Le plan de santé mentale présenté au début de l’année par le Gouvernement, semble enfin être à la hauteur , au moins dans ses intentions, des grandes difficultés auxquelles se trouve confrontée la psychiatrie puisqu’il a le mérite de reconnaître l’étendue des dégats, à commencer par deux constats qui s’imposaient :
Des conditions d’accueil en hospitalisation trop souvent déplorables en raison d’un immobilier hospitalier délabré
Et une grande insuffisance démographique des praticiens psychiatriques
Alors même que la société génère toujours plus de troubles mentaux puisqu’aujourd’hui plus d’1 millions d’adultes et près de 400 000 enfants sont suivis annuellement par les équipes de psychiatrie publique, il faut investir massivement et sans attendre dans une véritable politique de santé mentale. L’évolution des attentes des patients, la multiplication des troubles et l’augmentation des personnes concernées imposent effectivement de repenser complètement cette politique et probablement la réorganisation de son dispositif dans le but d’améliorer l’accessibilité et la prise en charge dans le cadre d’un parcours de soins rénové. Mais, encore une fois, cette analyse, aussi partagée soit-elle, n’aura d’intérêt que si elle s’accompagne de véritables moyens humains et financiers pour sa mise en œuvre. Et, même s’il ne m’appartient pas aujourd’hui de polémiquer, il serait détestable qu’au grès des événements tragiques qui ont émaillés l’actualité ces derniers mois- et je veux naturellement avoir une pensée émue pour les événements récents de Pau – le ministre de la santé vienne annoncer une accélération de la mise en place du Plan Santé mentale mais que rien ne se passe effectivement sur le terrain.
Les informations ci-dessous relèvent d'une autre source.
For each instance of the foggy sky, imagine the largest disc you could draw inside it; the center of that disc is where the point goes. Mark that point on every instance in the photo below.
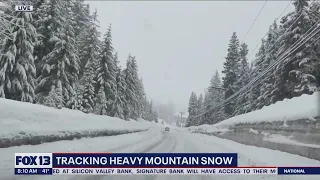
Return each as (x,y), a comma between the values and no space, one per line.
(180,44)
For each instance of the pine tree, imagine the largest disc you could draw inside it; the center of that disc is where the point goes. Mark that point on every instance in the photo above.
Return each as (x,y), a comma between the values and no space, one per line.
(61,65)
(133,86)
(215,96)
(258,68)
(90,51)
(50,21)
(293,76)
(231,71)
(120,103)
(270,57)
(17,69)
(193,104)
(106,72)
(84,26)
(243,77)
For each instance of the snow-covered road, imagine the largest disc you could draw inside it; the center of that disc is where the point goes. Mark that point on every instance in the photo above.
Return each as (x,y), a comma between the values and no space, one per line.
(157,140)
En ce domaine tout particulier, il faut sortir des effets d’annonce incantatoires, sortir des effets de manche émotionnels suite à des drames trop prévisibles, et donner enfin les moyens aux hôpitaux psychiatriques de fonctionner dignement, pour les malades comme pour les praticiens et leurs équipes. Il faut d’abord compenser sans attendre la chute démographique des praticiens psychiatriques en augmentant le nombre d’internes et en améliorant surtout l’attractivité de ces carrières hospitalières spécifiques. Mais au-delà de ces considérations proprement budgétaires, nous devons aussi ensemble – c’est à dire vous les professionnels de la psychiatrie, nous les élus locaux ou nationaux, les associations de parents et de patients – mieux apprendre à nous connaître et mieux réfléchir sur la psychiatrie que nous voulons et son insertion dans la société.
Depuis quelques temps nous sommes face à une dérive sécuritaire qui touche tous les secteurs de la société ; c’est même un fond de commerce électoral très opportuniste pour quelques-uns. Après des années de travail acharné pour fermer les asiles et construire une psychiatrie de secteur, pour travailler sur des alternatives à l’hospitalisation, nous voilà me semble-t-il revenu à des principes de renfermement. Cacher ce fou que je ne saurais voir … et tout le monde est content et vit mieux. Ce n’est pas un projet digne d’une société moderne !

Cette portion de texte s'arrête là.